Review: One-hop Source Routing from Di Niu on 2006-10-16 (mbox)

From: Di Niu <dniu_at_eecg.toronto.edu>
Date: Mon, 16 Oct 2006 21:37:16 -0400

Review: Improving the Reliability of Internet Paths with One-hop
Source Routing

Reviewer: Di Niu

This paper proposes one-hop source routing, a scalable approach to
recover from Internet path failures. It first characterizes internet
path failures through extensive trace measurements. Based on these
trace data, it then justifies the effectiveness of one-hop source
routing and evaluated the so-called "random-k" policy and 2 other
more complex alternatives. The paper comes with the conclusion that
random-4 is a effective enough recover policy that introduces little
overhead and is scalable. The authors also implemented SOSR a one-hop
source routing prototype and evaluate the prototype in the context of
a web-browsing application for popular servers. The paper is
interesting in the sense that it is based on solid and extensive
trace measurement. However, in my opinion, the evaluation of the
random-k schemes in the later parts still needs improvement.

The paper found from the trace data that for popular servers, there
are relatively few last-hop failures. It is therefore possible to use
one-hop routing to improve end-to-end availability for server paths,
as it targets the non-last-hop failures. However, broadband hosts
will not enjoy so much benefit from one-hop routing as the servers
do. As far as frequency of failures is concerned, certain power law
exisits, as a small number of paths experience a very large number
of failures. During a loss incident, the destination was probed
indirectly through each of 39 intermediaries. And it was found that
66% of all failures to servers are potentially recoverable through at
least one intermediary, and 39% of broadband failures are potentially
recoverable. Therefore, according to the paper, the one-hop routing
could be an effective tool to recover failures in the Internet core.

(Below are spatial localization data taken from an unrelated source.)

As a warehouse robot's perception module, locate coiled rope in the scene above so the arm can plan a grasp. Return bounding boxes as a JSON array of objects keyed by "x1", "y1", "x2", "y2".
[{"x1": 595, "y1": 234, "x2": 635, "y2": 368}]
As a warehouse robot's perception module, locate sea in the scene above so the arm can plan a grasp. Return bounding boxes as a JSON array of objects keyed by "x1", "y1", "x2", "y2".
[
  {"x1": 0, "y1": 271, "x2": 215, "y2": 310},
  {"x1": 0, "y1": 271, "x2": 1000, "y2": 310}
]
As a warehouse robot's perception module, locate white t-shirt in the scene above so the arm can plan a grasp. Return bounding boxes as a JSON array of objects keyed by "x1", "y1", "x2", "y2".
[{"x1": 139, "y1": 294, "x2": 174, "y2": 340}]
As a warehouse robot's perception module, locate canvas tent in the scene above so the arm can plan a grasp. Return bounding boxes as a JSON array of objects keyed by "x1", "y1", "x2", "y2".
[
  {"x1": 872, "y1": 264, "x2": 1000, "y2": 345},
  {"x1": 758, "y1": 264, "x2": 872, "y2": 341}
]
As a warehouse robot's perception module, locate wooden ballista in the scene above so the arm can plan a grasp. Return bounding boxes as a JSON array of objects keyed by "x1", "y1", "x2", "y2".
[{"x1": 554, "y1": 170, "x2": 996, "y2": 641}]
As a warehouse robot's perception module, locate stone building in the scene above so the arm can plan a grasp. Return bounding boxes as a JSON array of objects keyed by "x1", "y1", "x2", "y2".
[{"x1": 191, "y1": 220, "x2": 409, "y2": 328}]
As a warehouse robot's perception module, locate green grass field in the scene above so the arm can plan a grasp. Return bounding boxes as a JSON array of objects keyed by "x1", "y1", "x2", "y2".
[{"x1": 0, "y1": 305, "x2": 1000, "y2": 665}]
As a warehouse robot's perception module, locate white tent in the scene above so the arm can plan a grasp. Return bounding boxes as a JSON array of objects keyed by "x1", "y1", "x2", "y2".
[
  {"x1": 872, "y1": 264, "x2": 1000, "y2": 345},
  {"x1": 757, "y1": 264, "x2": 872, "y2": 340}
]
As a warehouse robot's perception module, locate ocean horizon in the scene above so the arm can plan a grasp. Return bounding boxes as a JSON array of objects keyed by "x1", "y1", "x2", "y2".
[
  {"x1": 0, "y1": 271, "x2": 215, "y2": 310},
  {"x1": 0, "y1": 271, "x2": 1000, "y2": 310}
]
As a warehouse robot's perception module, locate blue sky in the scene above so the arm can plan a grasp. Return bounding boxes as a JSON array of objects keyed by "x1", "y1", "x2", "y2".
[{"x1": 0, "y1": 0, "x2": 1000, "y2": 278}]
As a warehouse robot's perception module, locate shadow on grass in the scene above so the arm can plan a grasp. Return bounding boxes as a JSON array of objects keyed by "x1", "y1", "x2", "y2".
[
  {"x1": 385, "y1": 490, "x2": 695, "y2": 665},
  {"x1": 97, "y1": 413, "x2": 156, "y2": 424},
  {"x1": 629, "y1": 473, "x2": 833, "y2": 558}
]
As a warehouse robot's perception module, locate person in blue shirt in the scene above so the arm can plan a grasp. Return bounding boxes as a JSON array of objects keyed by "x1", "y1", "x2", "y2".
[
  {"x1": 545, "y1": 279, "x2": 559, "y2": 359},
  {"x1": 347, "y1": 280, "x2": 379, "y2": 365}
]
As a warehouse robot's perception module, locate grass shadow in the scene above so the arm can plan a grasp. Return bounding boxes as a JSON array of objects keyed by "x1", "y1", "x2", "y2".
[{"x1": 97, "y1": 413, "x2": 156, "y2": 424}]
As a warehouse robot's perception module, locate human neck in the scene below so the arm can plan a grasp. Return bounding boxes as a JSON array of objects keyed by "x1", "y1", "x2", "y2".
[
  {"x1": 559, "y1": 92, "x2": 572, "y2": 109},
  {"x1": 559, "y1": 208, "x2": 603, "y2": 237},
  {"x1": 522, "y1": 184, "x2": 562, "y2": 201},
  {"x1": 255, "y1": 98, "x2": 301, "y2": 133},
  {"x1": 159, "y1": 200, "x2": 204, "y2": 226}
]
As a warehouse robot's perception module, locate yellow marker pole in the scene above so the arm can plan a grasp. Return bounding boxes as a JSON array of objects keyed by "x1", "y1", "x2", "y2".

The paper sounds great thus far. Nonetheless, the evaluation for the
proposed policies is relatively lacking in quality. First, the paper
does not offer a sound evaluation for the overhead incurred by the
random-k policy. During the failure, random-k policy will choose k
intermediaries at random and "send packets through all k
intermediaries in parallel..." This means as k increases, more
duplicated packets will be sent in the recovery phase. As has been
pointed out in its section 2, "only 22% of server paths, 12% of
broadband paths, and 15% of random paths were failure-free: most
paths in each destination set experienced at least one failure".
Failures are actually frequent. Thus when duplicates are sent, we can
expect a large amount of overhead, which can cause congestion.
Although the relationship between eagerness of random-4 and the
overhead amount was studied, yet a more careful study on the
relationship between k and overhead is still needed.

Second, in section 3.4, the authors studied the effectiveness of
random-k for different locations of failures. It was found random-k
recovers poorly from near-source and last-hop failures. However, only
popular servers were considered here. It will lead one to doubt how
broadband hosts will behave for random-k. Moreover, it is unknown to
what extent the popular servers could represent the destinations in
Internet. As has been mentioned at the beginning, among the 3153
Internet destinations, only 982 are servers, which are not majority.
In addition, the overheads of history-k and BGP-paths-k are not
evaluated in the paper. This makes the argument that these schemes
are not scalable unconvincing. Ironically, on the other hand, further
evaluation is needed to determine whether random-k is scalable.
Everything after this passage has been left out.